Maintenance therapies in bipolar disorder: focus on randomized controlled trials.

OBJECTIVE: Lithium remains the cornerstone of maintenance therapy for bipolar disorder despite growing use of other agents, including divalproex, lamotrigine, carbamazepine and the atypical antipsychotics. Lithium has the largest body of data to support its continued use as a prophylactic agent; however, most of this data comes from early studies that did not use contemporary analytic methods. Alternatives to lithium are needed because of the relatively high rate of non-response to lithium monotherapy and the drug's frequent side-effects. This article reviews available data with an emphasis on double-blind, placebo-controlled studies that examine the efficacy of lithium and other putative mood stabilizers: carbamazepine, divalproex, lamotrigine and olanzapine.

METHOD: The authors reviewed key literature using Medline searches using key words: bipolar disorder, controlled trials, mood stabilizer, lithium, lomotrigine, divalproex, olanzapine, carbamazepine.

RESULTS: Lithium remains the gold standard for overall preventative efficacy in bipolar disorder, especially to decrease manic or hypomanic relapse. Of the mood stabilizers that have marked prophylactic antimanic properties, lithium appears to possess the greatest antidepressant effect. Divalproex may also prevent recurrent bipolar mood episodes but the relative lack of controlled maintenance studies makes this less certain.

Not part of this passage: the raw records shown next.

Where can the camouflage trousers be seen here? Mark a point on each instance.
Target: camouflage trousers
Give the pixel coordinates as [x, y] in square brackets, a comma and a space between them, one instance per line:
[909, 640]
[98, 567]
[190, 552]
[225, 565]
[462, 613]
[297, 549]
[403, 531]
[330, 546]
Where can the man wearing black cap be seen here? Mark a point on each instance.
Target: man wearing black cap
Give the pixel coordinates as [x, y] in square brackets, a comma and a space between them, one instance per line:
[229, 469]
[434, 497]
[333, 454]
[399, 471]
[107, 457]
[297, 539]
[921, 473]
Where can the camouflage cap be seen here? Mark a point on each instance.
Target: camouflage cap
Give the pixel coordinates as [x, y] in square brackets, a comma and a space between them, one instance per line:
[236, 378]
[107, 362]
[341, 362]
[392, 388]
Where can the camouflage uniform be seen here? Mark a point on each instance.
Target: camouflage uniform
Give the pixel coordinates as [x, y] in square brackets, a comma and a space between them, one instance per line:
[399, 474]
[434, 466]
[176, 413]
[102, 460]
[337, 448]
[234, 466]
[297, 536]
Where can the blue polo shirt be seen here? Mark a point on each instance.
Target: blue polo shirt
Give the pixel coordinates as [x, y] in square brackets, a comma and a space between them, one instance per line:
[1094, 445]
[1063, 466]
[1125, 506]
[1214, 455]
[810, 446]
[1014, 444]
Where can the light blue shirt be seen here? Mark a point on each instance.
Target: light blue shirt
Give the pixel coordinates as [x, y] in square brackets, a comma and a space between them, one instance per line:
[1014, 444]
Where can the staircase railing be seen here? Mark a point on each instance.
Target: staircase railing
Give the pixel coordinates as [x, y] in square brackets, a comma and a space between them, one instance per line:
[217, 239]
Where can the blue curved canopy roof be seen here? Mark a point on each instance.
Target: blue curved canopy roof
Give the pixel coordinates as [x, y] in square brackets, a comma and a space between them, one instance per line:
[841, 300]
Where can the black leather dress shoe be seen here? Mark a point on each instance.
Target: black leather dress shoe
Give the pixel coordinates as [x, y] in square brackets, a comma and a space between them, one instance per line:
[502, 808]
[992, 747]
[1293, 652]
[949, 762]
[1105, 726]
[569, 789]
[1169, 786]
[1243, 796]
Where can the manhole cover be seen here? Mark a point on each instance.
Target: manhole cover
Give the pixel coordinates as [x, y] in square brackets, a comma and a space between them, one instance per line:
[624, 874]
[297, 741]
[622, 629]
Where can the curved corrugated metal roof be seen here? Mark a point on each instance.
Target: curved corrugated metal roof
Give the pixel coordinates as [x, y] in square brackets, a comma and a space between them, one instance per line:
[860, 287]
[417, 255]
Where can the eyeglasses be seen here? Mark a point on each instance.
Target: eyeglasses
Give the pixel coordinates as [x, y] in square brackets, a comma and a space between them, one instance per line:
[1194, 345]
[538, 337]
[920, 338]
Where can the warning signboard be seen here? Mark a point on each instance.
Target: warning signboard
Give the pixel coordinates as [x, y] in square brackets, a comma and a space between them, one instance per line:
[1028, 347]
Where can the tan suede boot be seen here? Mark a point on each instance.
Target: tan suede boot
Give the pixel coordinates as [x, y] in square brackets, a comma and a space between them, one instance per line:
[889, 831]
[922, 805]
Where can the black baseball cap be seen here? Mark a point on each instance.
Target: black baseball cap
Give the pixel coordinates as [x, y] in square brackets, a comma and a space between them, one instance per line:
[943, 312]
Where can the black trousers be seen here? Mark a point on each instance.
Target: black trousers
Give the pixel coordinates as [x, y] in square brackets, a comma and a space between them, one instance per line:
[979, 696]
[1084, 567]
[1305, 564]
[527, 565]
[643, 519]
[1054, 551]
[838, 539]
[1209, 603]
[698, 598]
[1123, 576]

There now exists an extensive and well-designed research database supporting the use of lamotrigine in the acute and prophylactic management of bipolar I disorder. Lamotrigine offers a spectrum of clinical effectiveness that complements lithium, in that it appears to stabilize mood 'from below baseline' by preventing episodes of depression and has been shown to be effective in rapid-cycling bipolar II disorder. Carbamazepine may be a useful alternative to lithium, divalproex and lamotrigine, particularly for patients with a history of mood-incongruent delusions and other comorbidities, but controlled data is more equivocal and it may lose some of its prophylactic effect over time. Emerging data continue to support the growing use of atypical antipsychotics, particularly olanzapine.

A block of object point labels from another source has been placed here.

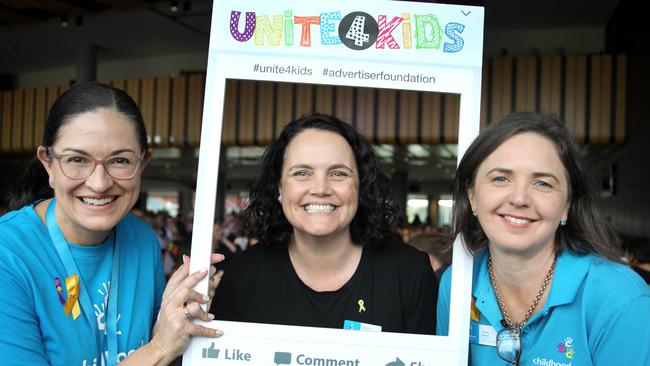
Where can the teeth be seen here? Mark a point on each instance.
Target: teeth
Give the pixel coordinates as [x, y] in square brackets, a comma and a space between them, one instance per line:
[319, 208]
[516, 220]
[98, 202]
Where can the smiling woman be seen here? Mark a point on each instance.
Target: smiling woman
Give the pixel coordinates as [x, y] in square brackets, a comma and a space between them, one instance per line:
[81, 278]
[548, 286]
[322, 211]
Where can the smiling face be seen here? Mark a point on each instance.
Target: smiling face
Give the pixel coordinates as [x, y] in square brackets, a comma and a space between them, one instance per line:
[521, 194]
[87, 209]
[320, 183]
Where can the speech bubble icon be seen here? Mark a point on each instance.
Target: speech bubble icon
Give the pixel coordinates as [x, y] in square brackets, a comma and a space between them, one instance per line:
[282, 358]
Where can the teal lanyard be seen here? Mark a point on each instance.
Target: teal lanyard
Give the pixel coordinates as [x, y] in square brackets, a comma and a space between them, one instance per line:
[63, 250]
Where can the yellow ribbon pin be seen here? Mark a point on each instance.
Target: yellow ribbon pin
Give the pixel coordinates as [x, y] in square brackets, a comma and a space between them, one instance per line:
[72, 304]
[361, 307]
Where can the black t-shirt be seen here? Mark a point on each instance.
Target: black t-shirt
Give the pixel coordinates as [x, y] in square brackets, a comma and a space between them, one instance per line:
[393, 286]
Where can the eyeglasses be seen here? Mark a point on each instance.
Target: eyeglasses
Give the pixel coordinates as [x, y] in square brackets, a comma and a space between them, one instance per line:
[78, 166]
[509, 345]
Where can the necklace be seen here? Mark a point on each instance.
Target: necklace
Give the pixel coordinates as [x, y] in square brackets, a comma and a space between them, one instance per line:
[502, 307]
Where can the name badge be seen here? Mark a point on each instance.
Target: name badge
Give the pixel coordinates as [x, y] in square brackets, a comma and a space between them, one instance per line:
[352, 325]
[482, 334]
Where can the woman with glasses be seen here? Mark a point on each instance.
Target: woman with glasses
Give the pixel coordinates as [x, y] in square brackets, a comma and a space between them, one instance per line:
[548, 284]
[81, 280]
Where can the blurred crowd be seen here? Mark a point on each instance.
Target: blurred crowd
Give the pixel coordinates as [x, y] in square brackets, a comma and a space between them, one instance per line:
[175, 236]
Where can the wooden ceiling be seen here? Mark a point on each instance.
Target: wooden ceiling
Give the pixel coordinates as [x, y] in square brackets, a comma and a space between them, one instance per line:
[17, 12]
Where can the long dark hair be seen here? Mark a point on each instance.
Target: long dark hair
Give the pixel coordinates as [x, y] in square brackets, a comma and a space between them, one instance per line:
[586, 230]
[375, 213]
[77, 100]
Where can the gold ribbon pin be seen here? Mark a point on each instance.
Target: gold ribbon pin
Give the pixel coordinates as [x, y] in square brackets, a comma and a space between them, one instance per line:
[72, 304]
[361, 307]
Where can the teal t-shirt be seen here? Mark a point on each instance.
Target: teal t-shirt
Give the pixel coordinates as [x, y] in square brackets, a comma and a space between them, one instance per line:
[597, 313]
[34, 329]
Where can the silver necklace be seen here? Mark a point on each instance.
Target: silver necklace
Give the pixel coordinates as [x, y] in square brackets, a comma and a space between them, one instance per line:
[533, 306]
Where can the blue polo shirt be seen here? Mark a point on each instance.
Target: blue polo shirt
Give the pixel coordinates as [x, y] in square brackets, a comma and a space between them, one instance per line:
[597, 313]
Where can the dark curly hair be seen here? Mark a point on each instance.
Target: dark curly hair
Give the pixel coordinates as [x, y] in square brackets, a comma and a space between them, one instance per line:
[264, 218]
[586, 230]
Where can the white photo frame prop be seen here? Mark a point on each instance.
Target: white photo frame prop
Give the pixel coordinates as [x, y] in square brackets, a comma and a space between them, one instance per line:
[389, 45]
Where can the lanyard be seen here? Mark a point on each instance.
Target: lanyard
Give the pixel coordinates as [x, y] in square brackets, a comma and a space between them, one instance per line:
[63, 250]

CONCLUSIONS: Any monotherapy for use as a maintenance therapy of bipolar disorder appears to be inadequate for long-term use in the management of the majority of patients with bipolar disorder. Combination therapy has become the standard of care in the treatment of bipolar disorder and particularly in patients with treatment-refractory variants such as those with rapid-cycling. The emerging consensus is that patients on monotherapy, if followed for sufficiently long periods, will eventually require concomitant treatment to maintain a full remission. There exists a need for controlled trials that use random assignment to parallel arms including combination therapy followed by data analyses that include both relapse rate and survival techniques.